吐いたが、しかし「たかが」クウェートの併合程度で、西側諸国が激怒して一週間の間に国際連合に於いて、国連加盟国に対し対イラク制裁決議を義務付け、またイラクによるクウェート併合を無効とする国連安全保障理事会決議が採択され、可決されたことは、イラク・ソ連の思考の埒外であった。
国連加盟国、分けても西側諸国による一致した対イラク経済制裁の発動は、文字通り破滅的な効果をイラクに齎した。石油収入は消失し、UNPPFが「情勢緊迫により」撤退したイランとの国境には、三年ぶりに編成された多国籍軍が集結を始めた。そして宗教的問題からサウジアラビア側が躊躇すると思われていたサウジアラビア国内への多国籍軍展開も、宗教的軋轢が少ない日本国が主力となって展開するという、ウルトラC級の政治的アクロバット飛行により解決されたことで、軍事的に突出した地点に対し二方向の正面を抱えるというイラク側の致命的な「詰み」に発展した。
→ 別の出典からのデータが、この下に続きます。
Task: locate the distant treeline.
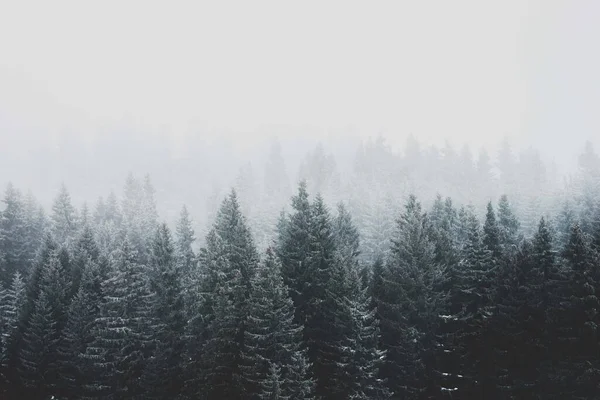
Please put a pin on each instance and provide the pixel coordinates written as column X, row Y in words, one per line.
column 450, row 301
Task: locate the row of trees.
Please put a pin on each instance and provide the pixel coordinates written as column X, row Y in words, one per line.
column 112, row 304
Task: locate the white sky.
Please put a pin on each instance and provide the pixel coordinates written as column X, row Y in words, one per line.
column 465, row 70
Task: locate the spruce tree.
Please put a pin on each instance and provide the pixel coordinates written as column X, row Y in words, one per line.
column 582, row 382
column 13, row 236
column 186, row 258
column 163, row 375
column 508, row 226
column 362, row 330
column 410, row 303
column 11, row 304
column 38, row 353
column 64, row 218
column 227, row 266
column 274, row 360
column 294, row 246
column 121, row 331
column 78, row 333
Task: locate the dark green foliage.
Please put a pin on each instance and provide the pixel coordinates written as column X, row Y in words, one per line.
column 274, row 361
column 228, row 265
column 410, row 304
column 64, row 218
column 14, row 253
column 116, row 357
column 163, row 373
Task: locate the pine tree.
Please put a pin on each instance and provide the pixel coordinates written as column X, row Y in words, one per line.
column 294, row 246
column 227, row 265
column 471, row 307
column 186, row 258
column 121, row 342
column 491, row 234
column 164, row 372
column 324, row 308
column 584, row 319
column 362, row 331
column 84, row 249
column 13, row 236
column 78, row 333
column 273, row 340
column 508, row 226
column 11, row 304
column 410, row 303
column 38, row 354
column 64, row 218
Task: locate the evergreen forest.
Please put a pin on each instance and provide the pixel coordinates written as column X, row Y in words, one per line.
column 390, row 283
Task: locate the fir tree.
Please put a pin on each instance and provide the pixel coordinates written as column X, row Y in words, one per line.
column 38, row 354
column 78, row 333
column 410, row 303
column 164, row 372
column 582, row 382
column 13, row 236
column 273, row 340
column 227, row 265
column 508, row 226
column 185, row 258
column 64, row 218
column 121, row 331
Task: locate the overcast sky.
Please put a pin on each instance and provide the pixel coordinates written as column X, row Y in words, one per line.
column 466, row 70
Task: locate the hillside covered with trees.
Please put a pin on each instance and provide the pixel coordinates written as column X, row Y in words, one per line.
column 415, row 277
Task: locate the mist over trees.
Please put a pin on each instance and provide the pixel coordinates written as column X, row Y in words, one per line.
column 430, row 273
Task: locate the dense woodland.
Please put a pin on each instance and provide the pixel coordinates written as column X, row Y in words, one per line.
column 339, row 296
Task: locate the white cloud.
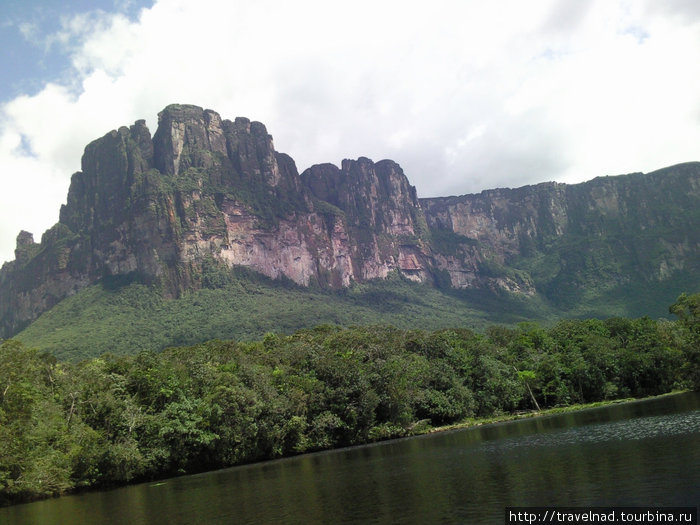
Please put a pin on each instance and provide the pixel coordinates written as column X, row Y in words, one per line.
column 464, row 95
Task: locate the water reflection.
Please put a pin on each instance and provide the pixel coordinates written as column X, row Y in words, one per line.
column 643, row 453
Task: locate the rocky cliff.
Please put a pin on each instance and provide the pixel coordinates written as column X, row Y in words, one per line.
column 203, row 192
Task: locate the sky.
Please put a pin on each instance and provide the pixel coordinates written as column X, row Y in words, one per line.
column 465, row 95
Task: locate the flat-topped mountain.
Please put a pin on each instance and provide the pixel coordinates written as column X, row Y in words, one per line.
column 204, row 194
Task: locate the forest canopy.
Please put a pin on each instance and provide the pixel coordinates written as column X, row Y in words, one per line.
column 117, row 419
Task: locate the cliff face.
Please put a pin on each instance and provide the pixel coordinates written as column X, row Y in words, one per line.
column 205, row 191
column 565, row 239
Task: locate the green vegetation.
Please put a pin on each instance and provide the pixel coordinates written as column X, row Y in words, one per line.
column 244, row 305
column 118, row 419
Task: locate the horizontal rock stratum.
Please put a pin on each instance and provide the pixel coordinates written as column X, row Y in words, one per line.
column 204, row 191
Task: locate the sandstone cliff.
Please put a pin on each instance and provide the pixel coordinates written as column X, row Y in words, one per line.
column 205, row 192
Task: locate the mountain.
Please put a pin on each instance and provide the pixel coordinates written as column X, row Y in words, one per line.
column 176, row 210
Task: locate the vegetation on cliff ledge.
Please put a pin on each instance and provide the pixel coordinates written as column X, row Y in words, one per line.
column 117, row 419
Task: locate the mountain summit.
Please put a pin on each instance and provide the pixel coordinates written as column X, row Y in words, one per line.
column 205, row 193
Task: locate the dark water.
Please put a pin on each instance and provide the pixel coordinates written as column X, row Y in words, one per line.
column 642, row 453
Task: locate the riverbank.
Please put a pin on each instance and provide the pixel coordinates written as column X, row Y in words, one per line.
column 476, row 422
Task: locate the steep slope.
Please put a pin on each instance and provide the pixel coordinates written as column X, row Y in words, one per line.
column 179, row 209
column 573, row 242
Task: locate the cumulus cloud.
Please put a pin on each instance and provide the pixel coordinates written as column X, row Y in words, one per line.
column 464, row 95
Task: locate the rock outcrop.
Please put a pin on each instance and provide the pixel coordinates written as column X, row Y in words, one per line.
column 205, row 191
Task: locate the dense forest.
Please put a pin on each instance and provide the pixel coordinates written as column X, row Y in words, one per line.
column 119, row 418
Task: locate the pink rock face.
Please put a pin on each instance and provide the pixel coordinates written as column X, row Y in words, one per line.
column 204, row 189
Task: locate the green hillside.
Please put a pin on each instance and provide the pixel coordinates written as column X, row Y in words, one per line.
column 243, row 306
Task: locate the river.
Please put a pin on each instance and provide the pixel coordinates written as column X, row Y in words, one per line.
column 639, row 453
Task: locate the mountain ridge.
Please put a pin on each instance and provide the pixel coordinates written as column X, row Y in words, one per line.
column 207, row 192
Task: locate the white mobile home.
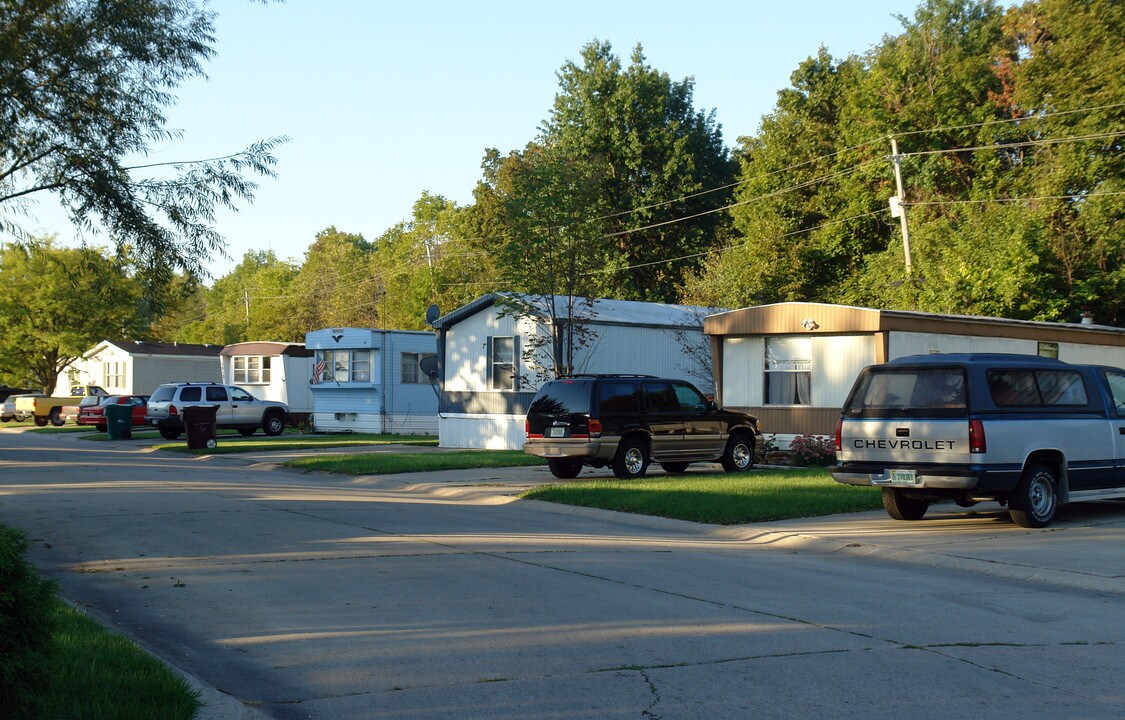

イラク側にはクウェートからの撤退を実現する為の政治的な素地が無く、然し乍ら外交による事態打開の糸口も無く、ソ連との外交的・軍事的な連帯によって世界を威嚇し、イラク侵攻を頓挫させる他に道はなかったのだが、西側社会は政治的・軍事的・経済的に動揺するソ連は言わずもがな、東側社会そのものが、イラク以外を戦場にする力も意思も無いことを見切っており、年が明けて西暦一九九一年一月十七日の未明から、多国籍軍による攻勢作戦「砂漠の嵐」が発動し、イラクにとっての一大カタストロフィが始まった。